How to implement rate limiting based on a client token in Spring?

aj.esler picture aj.esler · Apr 17, 2012 · Viewed 9.6k times · Source

I am developing a simple REST API using Spring 3 + Spring MVC. Authentication will be done through OAuth 2.0 or basic auth with a client token using Spring Security. This is still under debate. All connections will be forced through an SSL connection.

I have been looking for information on how to implement rate limiting, but it does not seem like there is a lot of information out there. The implementation needs to be distributed, in that it works across multiple web servers.

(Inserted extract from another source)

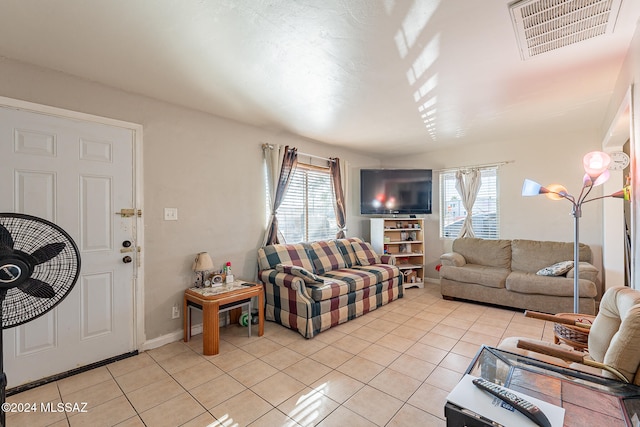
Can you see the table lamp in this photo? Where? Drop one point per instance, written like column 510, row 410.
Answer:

Eg if there are three api servers A, B, C and clients are limited to 5 requests a second, then a client that makes 6 requests like so will find the request to C rejected with an error.

A recieves 3 requests   \
B receives 2 requests    | Executed in order, all requests from one client.
C receives 1 request    /

It needs to work based on a token included in the request, as one client may be making requests on behalf of many users, and each user should be rate limited rather than the server IP address.

The set up will be multiple (2-5) web servers behind an HAProxy load balancer. There is a Cassandra backed, and memcached is used. The web servers will be running on Jetty.

One potential solution might be to write a custom Spring Security filter that extracts the token and checks how many requests have been made with it in the last X seconds. This would allow us to do some things like different rate limits for different clients.

Any suggestions on how it can be done? Is there an existing solution or will I have to write my own solution? I haven't done a lot of web site infrastructure before.

Answer

cauhn picture cauhn · Apr 1, 2019

It needs to work based on a token included in the request, as one client may be making requests on behalf of many users, and each user should be rate limited rather than the server IP address.

The set up will be multiple (2-5) web servers behind an HAProxy load balancer. There is a Cassandra backed, and memcached is used. The web servers will be running on Jetty.

I think the project is request/response http(s) protocol. And you use HAProxy as fronted. Maybe the HAProxy can load balancing with token, you can check from here.

Then the same token requests will reach same webserver, and webserver can just use memory cache to implement rate limiter.